Esta es la dinámica de la familia, recordó Francisco. «Sin familias acogedoras, una sociedad se volvería fría e invivible». En la familia se vive una dinámica de acogida, porque sobre todo los esposos se han acogido el uno al otro. Y después, añadió el Papa, trayendo hijos al mundo, han acogido la vida de nuevas criaturas. Francisco afirmó que en contextos anónimos se rechaza al más débil. En las familias, en cambio, es natural acogerlo: «Un hijo con discapacidad, una persona anciana que necesita cuidados, un pariente en dificultad que no tiene a nadie. Esto da esperanza. Las familias son lugares de acogida y qué problema sería si faltaran».

«Un paso más» hacia la fraternidad

El testimonio de Zakia Seddiki, viuda del embajador Luca Attanasio, asesinado en 2021 en el Congo, refleja un amor auténtico que permanece siempre vivo. «En Zakia y Luca –dijo el Papa– encontramos la belleza del amor humano, la pasión por la vida, el altruismo y también la fidelidad al propio credo y a la tradición religiosa, fuente de inspiración y de fuerza interior».

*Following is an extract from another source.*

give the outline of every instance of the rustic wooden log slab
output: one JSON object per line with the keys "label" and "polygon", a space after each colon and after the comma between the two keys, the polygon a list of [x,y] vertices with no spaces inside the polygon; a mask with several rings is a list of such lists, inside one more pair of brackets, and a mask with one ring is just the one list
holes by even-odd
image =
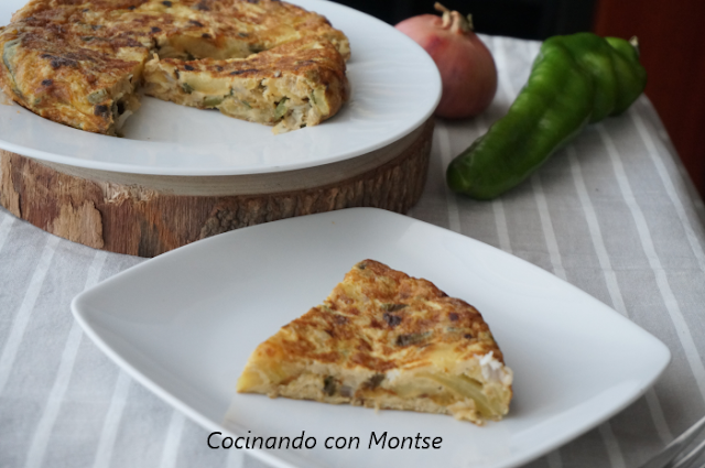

«El ideal de la fraternidad se expresa en su familia. Además de ser esposos, han vivido como hermanos en humanidad, como hermanos en experiencias religiosas diferentes, como hermanos en el compromiso social. Esta también es una escuela que se aprende en la familia». Conviviendo con personas diferentes a mí, «se aprende a superar las divisiones, los prejuicios, las cerrazones y a construir juntos algo grande y hermoso, partiendo de lo que tenemos en común». Las palabras del Papa Francisco fueron precedidas por un discurso de saludo del cardenal Kevin Farrell, prefecto del Dicasterio para los Laicos, la Familia y la Vida. La familia, dijo el cardenal, es «la confluencia de retos y problemas que en la vida cotidiana de los novios, los cónyuges y los hijos parecen a veces insuperables». Es precisamente esta realidad «la que la Iglesia quiere cuidar, con valentía, misericordia y preocupación maternal».